Focusing on the trafficking of women and girls from a feminist perspective, this book examines how social structures and gender influence human trafficking. While women and girls are not the only victims of trafficking, they tend to be disproportionally represented. Structural inequities - including poverty, gender-based violence, racism, class and caste-based discrimination and other forms of oppression and marginalization - place some individuals at substantially greater risk to be trafficked.

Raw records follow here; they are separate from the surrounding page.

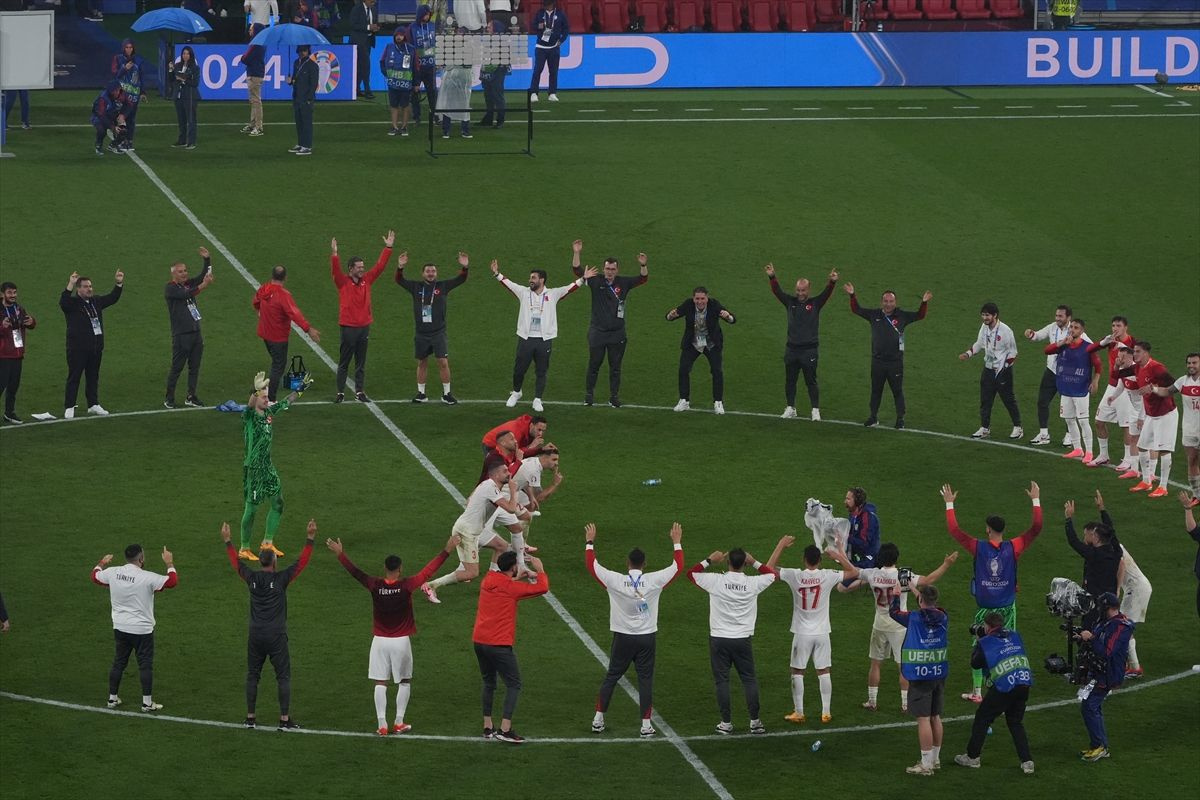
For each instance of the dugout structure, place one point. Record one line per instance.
(474, 50)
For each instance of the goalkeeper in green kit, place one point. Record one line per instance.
(261, 481)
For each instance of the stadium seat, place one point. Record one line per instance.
(725, 18)
(796, 14)
(972, 10)
(688, 14)
(904, 10)
(1007, 8)
(763, 16)
(653, 13)
(828, 11)
(937, 10)
(615, 16)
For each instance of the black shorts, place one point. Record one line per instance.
(425, 344)
(925, 697)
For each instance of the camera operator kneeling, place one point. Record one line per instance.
(1001, 654)
(1105, 647)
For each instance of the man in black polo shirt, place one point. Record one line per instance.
(1102, 554)
(269, 621)
(85, 338)
(430, 314)
(803, 323)
(606, 332)
(888, 324)
(186, 343)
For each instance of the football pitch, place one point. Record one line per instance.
(1025, 197)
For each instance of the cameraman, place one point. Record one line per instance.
(1102, 554)
(1002, 654)
(1109, 643)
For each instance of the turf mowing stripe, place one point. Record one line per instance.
(562, 740)
(571, 623)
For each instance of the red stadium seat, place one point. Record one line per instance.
(726, 17)
(972, 10)
(795, 14)
(763, 17)
(653, 13)
(688, 14)
(615, 16)
(937, 10)
(1007, 8)
(904, 10)
(828, 11)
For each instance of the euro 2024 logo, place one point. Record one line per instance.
(330, 71)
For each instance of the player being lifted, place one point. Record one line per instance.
(259, 480)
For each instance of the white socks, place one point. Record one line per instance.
(402, 693)
(826, 684)
(382, 704)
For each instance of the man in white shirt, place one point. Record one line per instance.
(131, 590)
(732, 612)
(811, 588)
(999, 348)
(497, 492)
(634, 621)
(537, 328)
(887, 635)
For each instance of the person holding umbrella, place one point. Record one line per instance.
(186, 76)
(304, 79)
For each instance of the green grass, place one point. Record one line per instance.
(1098, 211)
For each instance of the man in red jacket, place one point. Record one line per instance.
(276, 312)
(354, 313)
(496, 623)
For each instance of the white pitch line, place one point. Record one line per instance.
(451, 489)
(562, 740)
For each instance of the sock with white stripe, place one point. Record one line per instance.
(382, 704)
(402, 693)
(826, 684)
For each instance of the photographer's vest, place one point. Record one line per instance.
(925, 651)
(1073, 371)
(1007, 663)
(995, 581)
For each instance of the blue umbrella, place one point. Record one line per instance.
(180, 19)
(288, 35)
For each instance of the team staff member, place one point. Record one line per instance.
(1109, 641)
(85, 338)
(304, 79)
(550, 28)
(276, 313)
(701, 336)
(354, 313)
(268, 636)
(803, 323)
(496, 629)
(13, 324)
(999, 348)
(391, 648)
(430, 314)
(925, 665)
(634, 621)
(888, 324)
(186, 342)
(732, 612)
(537, 328)
(131, 590)
(606, 331)
(994, 584)
(1009, 677)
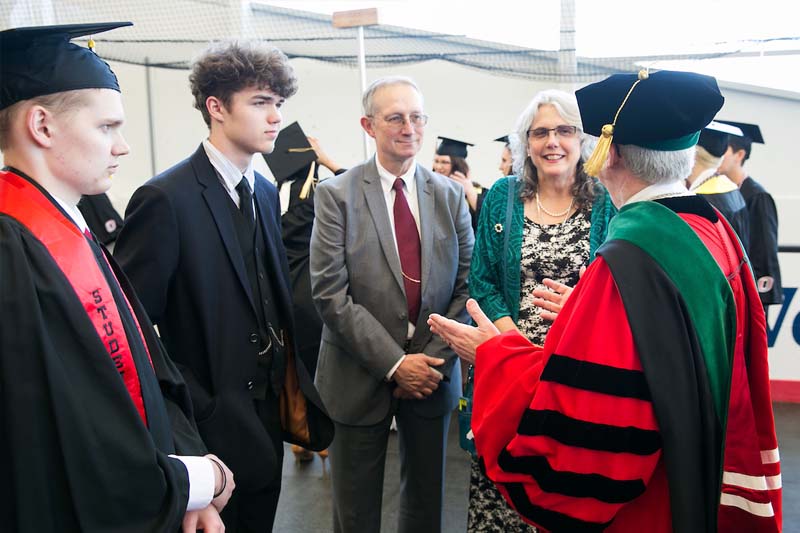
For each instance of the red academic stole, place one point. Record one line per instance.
(70, 250)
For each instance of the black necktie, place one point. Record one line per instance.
(246, 203)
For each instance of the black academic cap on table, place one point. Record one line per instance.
(41, 60)
(714, 137)
(453, 147)
(292, 153)
(751, 131)
(663, 111)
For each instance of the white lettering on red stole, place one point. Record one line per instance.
(112, 343)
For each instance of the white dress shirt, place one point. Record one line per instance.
(410, 191)
(660, 190)
(228, 173)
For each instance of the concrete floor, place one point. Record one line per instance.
(305, 504)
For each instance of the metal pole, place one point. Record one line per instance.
(362, 66)
(567, 59)
(150, 116)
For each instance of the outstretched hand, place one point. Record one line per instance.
(464, 339)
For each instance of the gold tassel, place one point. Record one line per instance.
(594, 165)
(309, 183)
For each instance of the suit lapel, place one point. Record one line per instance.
(273, 244)
(217, 199)
(380, 217)
(427, 215)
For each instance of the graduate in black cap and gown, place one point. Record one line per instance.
(763, 214)
(505, 159)
(97, 426)
(715, 187)
(295, 163)
(451, 161)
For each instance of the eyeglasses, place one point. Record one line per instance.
(417, 120)
(563, 131)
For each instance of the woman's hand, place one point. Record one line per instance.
(464, 339)
(552, 299)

The contributors explore topics including trauma-informed assessment of, and therapy with, survivors of human trafficking; issues facing children of trafficked women when they are reintegrated into their communities post-trafficking; the intersection of trafficking with racial and cultural oppression; critical aspects of international sex trafficking; and commercial sexual exploitation of children. The book concludes with a discussion of how human trafficking intersects with both intracountry adoption and brokered marriages. This book was originally published as a special issue of Women & Therapy.
About the Author
Nancy M. Sidun is a clinical psychologist, academician, and art therapist. She served as co-chair of the American Psychological Association's Task Force on Trafficking of Women and Girls.
Deborah Hume is a teaching professor at the University of Missouri, USA, and member of Missouri's statewide Human Trafficking Task Force. She served as co-chair of the American Psychological Association's Task Force on Trafficking of Women and Girls.